Let’s say that the employee doesn’t want to take this offer — the proof is good, he thinks he can win at court, and he wants to win on behalf of as many of the other 500 employees owed money as he can. So he says “no, you can’t bribe me with $5,000 to settle the total $2,505,000 you owe people in overtime.” After all, when he agreed to bring the suit as a class action suit, he affirmatively agreed to look out, not just for himself and his own interests, but for everyone else.

But what if the Court then decides that the case is moot, i.e., the outcome of the case is now irrelevant because the original plaintiff is being offered every single cent he’s actually owed? Court’s can’t take cases if there’s no actual “controversy” between the parties. What if the court decides that, because the other employees haven’t had a chance to agree to the suit yet (in fact, they don’t even know about the suit yet), that they therefore don’t have a “real” controversy? If the court decides there’s no controversy, the court throws out the case.

Then, the original employee walks away with $5,000. The plaintiff’s attorney has probably lost out on all the time she spent preparing for the Notice motion, unpaid. The other 5,000 employees, who have never been notified of the lawsuit, and may well be unaware that they are owed anything at all, have to fend for themselves.

In this scenario, what’s the reasonably likelihood that any of these employees will ever receive a dime? What are the chances that this lawyer, or any other plaintiff’s lawyer, is going to bother to ever try to bring a collective action case ever again? McWendy’s King, however, must be thrilled — they managed to dispose of the entire case, worth potentially $2,505,000, at a time of their own choosing, for a mere $5,000.

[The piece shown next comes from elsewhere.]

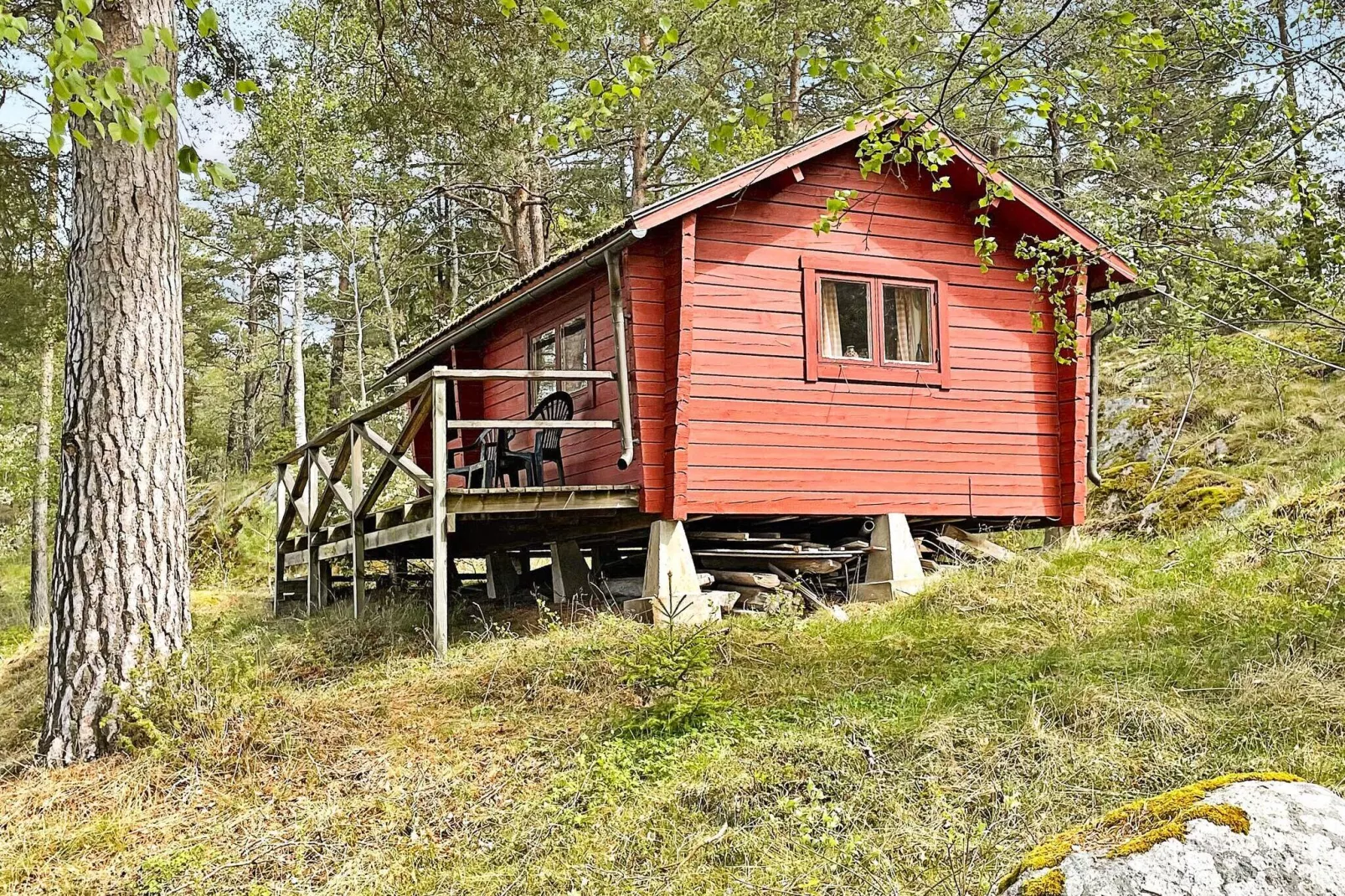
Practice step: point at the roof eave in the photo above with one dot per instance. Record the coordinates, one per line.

Well, that’s precisely what’s happening in courts around the country, including in New York. However, appellate courts are, rightly, fighting back — the whole point of collective actions is to prevent this kind of thing from happening. If an employer can buy off an entire case at the last minute with pocket change, then every single employee owed anything is going to have to bring their own separate lawsuit. If they don’t, then employers are getting away with screwing over their already poorly paid employees. If they do, the courts are clogged with constant, overlapping, identical lawsuits (as is happening with the Wal-Mart cases in the wake of the Dukes decision). Everyone loses.

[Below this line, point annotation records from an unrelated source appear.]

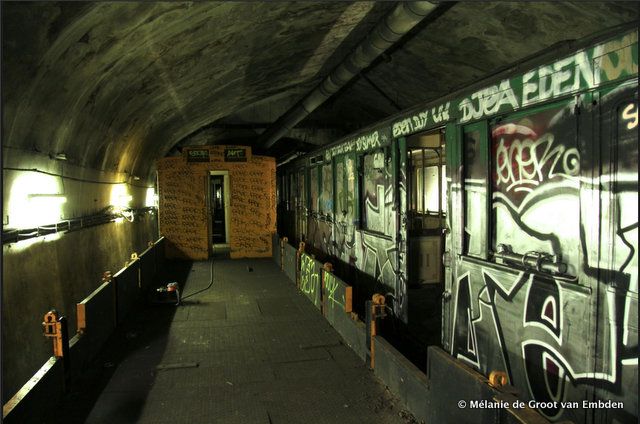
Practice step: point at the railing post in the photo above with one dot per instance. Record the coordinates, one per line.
(56, 328)
(375, 312)
(328, 267)
(284, 241)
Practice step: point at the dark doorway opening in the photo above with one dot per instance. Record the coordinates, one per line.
(218, 219)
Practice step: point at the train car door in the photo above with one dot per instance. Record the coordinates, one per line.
(218, 202)
(426, 214)
(616, 366)
(427, 207)
(301, 206)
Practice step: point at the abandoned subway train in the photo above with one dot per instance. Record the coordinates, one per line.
(518, 199)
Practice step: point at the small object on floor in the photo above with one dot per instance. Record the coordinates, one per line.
(177, 366)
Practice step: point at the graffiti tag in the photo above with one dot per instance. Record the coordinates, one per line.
(524, 164)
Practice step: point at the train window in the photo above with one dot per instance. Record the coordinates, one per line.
(427, 187)
(302, 192)
(326, 195)
(292, 192)
(535, 216)
(377, 202)
(345, 190)
(475, 168)
(313, 188)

Let’s hope the Supreme Court agrees with the Third Circuit, and upholds the existing law on collective actions and Rule 68 offers of judgment. Otherwise, you can expect the already dismal conditions of America’s low-wage employees to get worse. Buying off class actions for pocket change will just become the cost of doing business — and trust me, it’s a lot cheaper for employers to treat everyone like garbage and pay off the lone individual willing to fight back, than to actually follow the law and pay people for the work they do.